18 Jul 2020

Lower level adventures, part 1

Closer to the machine

I started my way with programming with Microsoft QBASIC on DOS, I did try (and succeed) to copy code for a game from a BASIC book, and it did run, but I didn’t really “get” development back then. I didn’t really understand how and why it works, and most importantly, how to write my own code to implement a different game.

Later I was playing higher level languages such as Pascal and C in the high school and PHP at home. I also did manage to write a lot of programs that did various things, displayed pixels on screen, interacted with files, user input or responded network requests. Later at work I was again dealing with high level languages such C#, Java, JavaScript and Python. All of these are quite far away from the machine. There are many layers of abstractions from the code down to silicon. Every so often I wanted to look down in the rabbit hole of these abstractions, going lower bit by bit.

Layers of layers

To start with a Hello World example, we call some kind of println, Write, or .log method to display a string of characters written out as “Hello, World!” on the computer screen.
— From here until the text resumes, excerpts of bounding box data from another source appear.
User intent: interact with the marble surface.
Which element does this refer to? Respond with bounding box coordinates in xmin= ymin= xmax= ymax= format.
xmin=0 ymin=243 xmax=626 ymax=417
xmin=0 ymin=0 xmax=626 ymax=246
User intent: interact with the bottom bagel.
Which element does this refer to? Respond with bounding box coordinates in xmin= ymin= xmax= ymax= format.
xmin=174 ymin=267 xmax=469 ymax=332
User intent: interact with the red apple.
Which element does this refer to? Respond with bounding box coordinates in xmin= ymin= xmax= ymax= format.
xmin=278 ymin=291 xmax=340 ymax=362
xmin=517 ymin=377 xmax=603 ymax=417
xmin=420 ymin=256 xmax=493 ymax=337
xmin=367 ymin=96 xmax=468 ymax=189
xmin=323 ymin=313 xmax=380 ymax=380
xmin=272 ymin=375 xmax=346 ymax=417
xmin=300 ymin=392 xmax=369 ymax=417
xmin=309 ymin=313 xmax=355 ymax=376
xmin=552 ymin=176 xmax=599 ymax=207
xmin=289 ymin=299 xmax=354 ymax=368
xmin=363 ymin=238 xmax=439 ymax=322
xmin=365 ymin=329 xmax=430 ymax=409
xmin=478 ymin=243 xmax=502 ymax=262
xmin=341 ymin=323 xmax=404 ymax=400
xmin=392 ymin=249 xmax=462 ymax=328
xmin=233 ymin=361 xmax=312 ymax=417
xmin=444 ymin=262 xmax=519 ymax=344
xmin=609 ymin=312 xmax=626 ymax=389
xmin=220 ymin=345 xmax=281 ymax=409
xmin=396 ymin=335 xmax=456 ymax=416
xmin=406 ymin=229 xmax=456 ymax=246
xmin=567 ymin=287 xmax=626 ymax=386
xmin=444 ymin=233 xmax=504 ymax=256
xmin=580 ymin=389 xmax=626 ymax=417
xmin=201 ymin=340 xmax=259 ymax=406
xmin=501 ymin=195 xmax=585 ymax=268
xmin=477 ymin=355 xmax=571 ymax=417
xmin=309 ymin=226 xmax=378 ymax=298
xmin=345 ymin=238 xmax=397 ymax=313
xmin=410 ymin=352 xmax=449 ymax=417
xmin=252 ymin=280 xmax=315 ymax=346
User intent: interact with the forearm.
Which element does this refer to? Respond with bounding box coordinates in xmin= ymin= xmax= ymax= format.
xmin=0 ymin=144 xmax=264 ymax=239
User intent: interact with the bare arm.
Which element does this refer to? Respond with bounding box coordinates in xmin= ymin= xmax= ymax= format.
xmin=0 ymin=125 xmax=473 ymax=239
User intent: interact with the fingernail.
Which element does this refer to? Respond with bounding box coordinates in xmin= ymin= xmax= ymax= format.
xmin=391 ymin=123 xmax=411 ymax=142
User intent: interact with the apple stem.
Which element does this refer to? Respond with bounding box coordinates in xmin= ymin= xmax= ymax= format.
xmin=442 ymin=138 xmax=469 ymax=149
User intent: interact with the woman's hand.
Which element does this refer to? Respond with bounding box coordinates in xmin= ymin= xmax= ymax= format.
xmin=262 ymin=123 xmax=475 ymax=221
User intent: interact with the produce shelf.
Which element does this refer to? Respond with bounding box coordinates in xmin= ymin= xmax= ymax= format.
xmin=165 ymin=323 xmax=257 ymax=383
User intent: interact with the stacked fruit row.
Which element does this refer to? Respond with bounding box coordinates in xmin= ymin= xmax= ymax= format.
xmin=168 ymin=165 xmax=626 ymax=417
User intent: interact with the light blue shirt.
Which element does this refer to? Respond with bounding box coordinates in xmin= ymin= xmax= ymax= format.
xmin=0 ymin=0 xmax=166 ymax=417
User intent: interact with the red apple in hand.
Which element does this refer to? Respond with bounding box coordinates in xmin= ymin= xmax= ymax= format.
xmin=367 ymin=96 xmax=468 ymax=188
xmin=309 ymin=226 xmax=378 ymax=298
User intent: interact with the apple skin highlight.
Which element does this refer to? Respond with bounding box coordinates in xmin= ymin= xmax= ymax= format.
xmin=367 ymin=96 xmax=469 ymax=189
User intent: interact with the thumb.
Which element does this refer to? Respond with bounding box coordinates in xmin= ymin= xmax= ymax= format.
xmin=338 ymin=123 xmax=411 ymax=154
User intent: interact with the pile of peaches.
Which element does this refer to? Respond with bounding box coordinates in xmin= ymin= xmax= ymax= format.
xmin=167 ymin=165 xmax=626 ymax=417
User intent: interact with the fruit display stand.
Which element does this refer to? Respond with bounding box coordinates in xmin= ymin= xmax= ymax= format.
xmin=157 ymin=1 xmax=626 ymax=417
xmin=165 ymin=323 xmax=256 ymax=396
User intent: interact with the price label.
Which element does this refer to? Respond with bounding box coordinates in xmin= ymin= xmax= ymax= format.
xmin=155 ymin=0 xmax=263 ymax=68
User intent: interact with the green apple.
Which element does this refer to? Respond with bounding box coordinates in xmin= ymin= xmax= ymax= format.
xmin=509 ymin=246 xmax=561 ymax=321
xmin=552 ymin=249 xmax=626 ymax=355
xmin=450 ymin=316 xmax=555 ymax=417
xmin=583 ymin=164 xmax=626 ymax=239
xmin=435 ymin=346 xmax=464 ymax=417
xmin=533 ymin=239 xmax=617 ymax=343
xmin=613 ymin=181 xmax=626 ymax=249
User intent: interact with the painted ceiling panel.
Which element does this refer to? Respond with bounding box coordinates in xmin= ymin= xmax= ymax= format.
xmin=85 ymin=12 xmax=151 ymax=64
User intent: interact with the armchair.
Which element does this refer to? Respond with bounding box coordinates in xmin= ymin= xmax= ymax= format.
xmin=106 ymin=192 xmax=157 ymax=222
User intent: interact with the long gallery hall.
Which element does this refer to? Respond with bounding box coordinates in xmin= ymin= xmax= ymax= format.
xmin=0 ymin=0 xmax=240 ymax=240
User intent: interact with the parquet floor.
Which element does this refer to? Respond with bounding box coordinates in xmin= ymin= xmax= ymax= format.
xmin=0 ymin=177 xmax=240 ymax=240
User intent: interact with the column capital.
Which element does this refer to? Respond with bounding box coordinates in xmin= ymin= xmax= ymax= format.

But how does that string of characters actually get displayed on the screen?

Well, the source code gets compiled by a compiler into an intermediate language (or a binary). Then there is a language runtime or a standard library that provides the printing routine that we called from the user program. This routine typically writes some bytes into a standard output stream and the operating system tells a console to print the bytes, interpreting them with some kind of encoding on a screen (directly or within a terminal window). With the help of a font file or something similar, the characters are rendered into a bitmap, which is copied to a video memory, which the graphics card reads to display the bitmap as pixels on the screen.

However, this process, and all other user and system code runs on a processor - a CPU. The processor executes the code as discrete instructions that fetch data from memory, does arithmetic and logic operations (it twiddles bits) and writes it back to memory. A typical CPU consists of various components - ALU, registers, caches, and others that are themselves composed of smaller building blocks such as logic gates, flip-flops, multiplexers, that are implemented using simpler logic gates and eventually laid out as transistors on silicon. Transistors work because physics. :)

Going lower

All of these are the layers of abstractions that, if viewed top-down, usually only need to know how the next layer down works. As a developer lurking around front-end and back-end applications, I usually work within the high level language, occassionally develop a library or two, but I did not need to go lower than that at work. I also did have some fun with microcontrollers (Arduino and ESP32), writing code that runs without operating system on a small chip, sometimes needing to implement some of the higher-level abstractions myself.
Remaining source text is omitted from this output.